Michael Harrington wrote in 1962 that, “The millions who are poor in the United States tend to become increasingly invisible….It takes an effort of the intellect and will even to see them.” The same can be said of those millions who refuse to endure the contorted concept of multiculturalism, an insalubrious idea the Western media and political elite have turned into a populism of their very own. These millions have become not only increasingly invisible, but their voice, when it is heard, if at all, is maligned and emasculated back into the silent and stifled existence from whence it struggles to egress. To publicly contend that all religions are not equal, or more precisely, that Islam and the Muslim are become a relatively dangerous and obtrusive element within Western democracies, is to proceed against the current of this particular populism, an adventure that can arouse the ire of both journalist and politician alike. But even more disconcerting, it appears that soon, and very soon, such an intellectual venture will bring down upon oneself the wrath and weight of the state.
Many Western journalists (but not all), who have always asserted themselves as guardians of “freedom of the press” have now become shamelessly censorious of nakedly obvious truths, especially those truths concerning the egregious behavior of Muslim religious. And the state, whose duties include what the common citizens of every Western democracy have always assumed is a defense against encroachment of foreign influence and discriminatory cultures, is fast becoming a peremptory and imperviable purveyor of foreign influence and discriminatory cultures. Samuel P. Huntington warned that, “The survival of the West depends on Americans reaffirming their Western identity and Westerners accepting their civilization as unique not universal and uniting to renew and preserve it against challenges from non-Western societies.”
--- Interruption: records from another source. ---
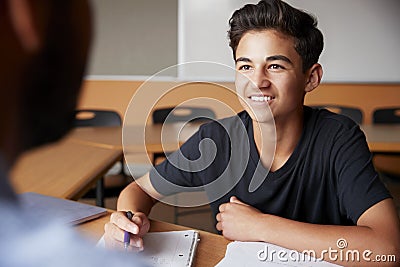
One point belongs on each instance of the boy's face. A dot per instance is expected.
(269, 72)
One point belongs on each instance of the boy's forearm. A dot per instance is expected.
(133, 198)
(334, 243)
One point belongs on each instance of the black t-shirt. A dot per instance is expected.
(328, 179)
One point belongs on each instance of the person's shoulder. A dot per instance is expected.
(225, 125)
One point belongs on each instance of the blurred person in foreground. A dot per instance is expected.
(43, 53)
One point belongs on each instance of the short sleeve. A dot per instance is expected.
(359, 186)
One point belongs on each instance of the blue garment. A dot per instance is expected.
(28, 241)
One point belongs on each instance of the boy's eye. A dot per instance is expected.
(275, 67)
(244, 67)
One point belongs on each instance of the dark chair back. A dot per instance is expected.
(101, 118)
(97, 118)
(353, 113)
(386, 115)
(182, 114)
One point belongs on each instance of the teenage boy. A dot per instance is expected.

In his book Mass Hate, Neil Kressel remarks about the people of Germany during the Holocaust, “…some historians, particularly those of a psychoanalytic bent, have crawled deeper into the psyche of the German people and attempted to stake out the contours of what might be described as a collective national pathology.” I believe that within the psyche of the worldwide Muslim Ummah there exists a collective imperialist pathology, and it’s based on Islam’s promised and prescribed universal Caliphate. And just like Adolf Hitler’s genocidal dream of a thousand year Reich, this pathology is anti-Jewish to the core. This is the most dangerous populism on the planet. Right up there with the populism that today invokes the power of the state upon anyone who refuses to swallow the multiculturalism pill and the immeasurably convoluted notion that all religions are equally deserving of our respect. Innocent people–men, women, and children–are being murdered every day in the name of Islam, and yet our condemnation of these horrors and the savages who commit them is labeled as a worthless and simplistic populism. To the real Islamophobes, the journalists and politicians afraid of offending the more dangerous adherents of Islam, I say, “And you, hypocrite lecteur, what makes you so superior?”